#1243: Mr. Freeze



What am I reviewing today? <checks review docket> Mr. Freeze.  DC Comics Multiverse.  Mattel.  *sigh* Well, I’m sure this’ll be a joyous review.

Okay, so my hate for Mattel is no secret, nor is my general dislike of their current DC line, dubbed DC Comics Multiverse, which, in its small-scale form, never even came close to living up to that name.  Might as well have called it “Batman & Friends: Arkham Style (and also three ‘80s movies that get two figures each).”  Yes, there was more than a small focus on the Arkham games in this line.  And that’s not inherently bad; the Arkham games were a popular series, and a solid source of cool toys; but there’s a whole lot more DC out there, and returning to the days of no one but Batman getting any toys doesn’t exactly thrill me (the larger scale line looks like it’s avoiding this for now, which is good).  Anyway, I don’t hate Batman or his rogue’s gallery, so I’m not completely unwilling to pick up the stray figure here and there.  One of my all time favorite Bat-Villains is Mr. Freeze, who I’ll be looking at today.

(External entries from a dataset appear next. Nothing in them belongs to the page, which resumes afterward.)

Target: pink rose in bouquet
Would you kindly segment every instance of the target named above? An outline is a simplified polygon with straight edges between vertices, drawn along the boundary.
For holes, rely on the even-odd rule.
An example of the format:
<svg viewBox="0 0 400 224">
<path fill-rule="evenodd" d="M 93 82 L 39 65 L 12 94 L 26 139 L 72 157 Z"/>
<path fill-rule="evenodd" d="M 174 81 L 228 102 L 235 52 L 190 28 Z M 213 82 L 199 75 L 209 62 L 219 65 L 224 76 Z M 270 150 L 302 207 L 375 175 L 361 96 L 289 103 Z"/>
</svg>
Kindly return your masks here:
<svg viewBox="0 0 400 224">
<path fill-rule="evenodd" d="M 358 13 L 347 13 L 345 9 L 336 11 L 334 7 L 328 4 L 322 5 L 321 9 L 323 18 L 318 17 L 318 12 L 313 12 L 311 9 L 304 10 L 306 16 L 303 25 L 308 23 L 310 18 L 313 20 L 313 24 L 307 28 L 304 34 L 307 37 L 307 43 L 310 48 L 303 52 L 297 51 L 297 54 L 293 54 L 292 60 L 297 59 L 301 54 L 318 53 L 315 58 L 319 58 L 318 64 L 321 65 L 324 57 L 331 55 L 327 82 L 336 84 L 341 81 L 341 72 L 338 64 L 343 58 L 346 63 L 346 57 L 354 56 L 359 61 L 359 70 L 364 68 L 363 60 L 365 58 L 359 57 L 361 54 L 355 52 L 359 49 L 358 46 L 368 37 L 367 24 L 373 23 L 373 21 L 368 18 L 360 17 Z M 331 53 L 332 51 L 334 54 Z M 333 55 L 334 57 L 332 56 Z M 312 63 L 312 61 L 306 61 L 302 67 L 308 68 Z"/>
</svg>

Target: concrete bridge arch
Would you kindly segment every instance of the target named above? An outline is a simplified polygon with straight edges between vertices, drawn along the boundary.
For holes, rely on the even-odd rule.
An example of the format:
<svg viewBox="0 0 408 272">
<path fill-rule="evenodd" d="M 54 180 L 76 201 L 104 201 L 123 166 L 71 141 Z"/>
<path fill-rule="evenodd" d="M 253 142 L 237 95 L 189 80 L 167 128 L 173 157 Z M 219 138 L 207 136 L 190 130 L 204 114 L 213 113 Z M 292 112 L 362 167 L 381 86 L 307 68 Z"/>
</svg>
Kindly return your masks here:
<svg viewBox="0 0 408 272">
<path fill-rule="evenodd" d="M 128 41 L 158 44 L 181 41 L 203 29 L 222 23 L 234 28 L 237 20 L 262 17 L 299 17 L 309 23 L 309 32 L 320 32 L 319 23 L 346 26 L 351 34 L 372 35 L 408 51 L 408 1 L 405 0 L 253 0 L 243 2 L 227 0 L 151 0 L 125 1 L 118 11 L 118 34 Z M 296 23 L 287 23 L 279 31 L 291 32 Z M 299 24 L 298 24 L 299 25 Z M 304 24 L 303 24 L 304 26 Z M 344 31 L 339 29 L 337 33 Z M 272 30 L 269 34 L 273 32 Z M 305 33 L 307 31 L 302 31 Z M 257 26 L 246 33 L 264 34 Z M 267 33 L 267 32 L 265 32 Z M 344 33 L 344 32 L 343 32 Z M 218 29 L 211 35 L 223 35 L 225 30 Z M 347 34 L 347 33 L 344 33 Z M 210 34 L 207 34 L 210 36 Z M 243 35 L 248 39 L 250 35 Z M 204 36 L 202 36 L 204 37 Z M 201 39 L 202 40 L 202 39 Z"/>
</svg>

Mr Freeze was released in the very first series of DC Comics Multiverse figures from Mattel.  He’s based on his appearance in Arkham City, the second Arkham game.  It’s not a terrible Freeze design; it feels a little over  complicated for my taste, but it fits alright with the rest of the Arkham game aesthetic, which I guess is really the main point.  The figure stands a little over 4 inches tall and has 17 points of articulation.  The articulation is like a lot of the other figures in this line, where the lower half has reasonable movement, but the upper half is mostly pretty restricted.  Freeze’s shoulder pads in particular limit when can be done with his arms.  Also, the lack of bicep movement is a real killer on Freeze, since it means he cant hold his freeze gun with both hands.  Freeze’s sculpt was all-new to him, and it’s honestly one of the best sculpts this line had to offer.  There are some slight oddities to the proportions, especially when it comes to the placement of the pelvis.  The feet also are a bit clown shoe-y, which looks pretty goofy.  The head and helmet is a pretty solid implementation; his head is connected to the waist joint, which subverts the usual issues with neck movement on Mr. Freeze figures, so that’s something Mattel actually did right.  The paint on Freeze is decent enough.  It’s pretty straight forward work, with solid color work, and no real accent work to speak of.  The application is all pretty clean, and he has some brighter colors that help him stand out from the pack a bit.  Mr. Freeze is packed with his freeze gun, which as I noted above, he can only hold one handed.  It doesn’t look awful that way, so I guess it’s not the end of the world.


As with Knightfall Batman and Detective Mode Bane, Mr. Freeze was given to me by Super Awesome Girlfriend, who purchased him for me during one of her stress-buying sprees.  I gotta say, I came into this review kinda down on this figure, but I’ve come out the other side actually kind of liking this guy.  I mean, he’s still far from perfect, but he’s certainly not as bad as the last few Mattel items I’ve looked at.